Os agravantes que influenciam no tempo da confirmação dos resultados estão relacionados, tanto à demanda, quanto à disponibilidade de laboratórios autorizados a realizarem os exames. No caso dos pacientes do Rio Grande do Sul e dos seis municípios do Vale do Paranhana, a demanda é toda absorvida pelo Laboratório Central do Estado (Lacen/RS). Ocorre que, segundo a chefe do Lacen, Rosane Campanher Ramos, o laboratório tem capacidade para avaliar 150 coletas por dia, e tem recebido cerca de 250, diariamente.
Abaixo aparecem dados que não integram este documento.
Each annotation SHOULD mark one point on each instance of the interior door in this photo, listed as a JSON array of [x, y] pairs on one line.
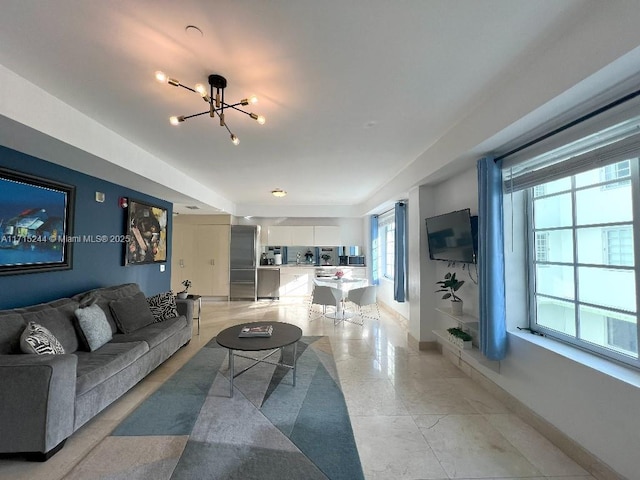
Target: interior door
[[212, 246], [183, 256]]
Para dar conta do trabalho, desde o último final de semana, o Lacen passou a analisar os exames também aos finais de semana, com a meta de iniciar cada nova semana sem entregas pendentes das semanas anteriores. O laboratório também firmou parceria com o Instituto de Ciências Básicas da Saúde, da Universidade Federal do Rio Grande do Sul (UFRGS), para ajudar especificamente a analisar os testes de infecção pelo Covid-19.
No Vale dos Sinos, já há movimentação dos municípios para encaminharem suas coletas ao Laboratório de Microbiologia Molecular da Universidade Feevale, em Novo Hamburgo, que deve seguir o protocolo estabelecido pela Organização Mundial da Saúde, conforme fazem os laboratórios oficiais.
O exame de PCR consiste na análise da estrutura do material coletado da narina e da garganta do paciente suspeito, com o uso de um cotonete, que é testado e comparado a amostra do vírus. São feitos, ao menos, quatro processos que visam identificar a presença do vírus.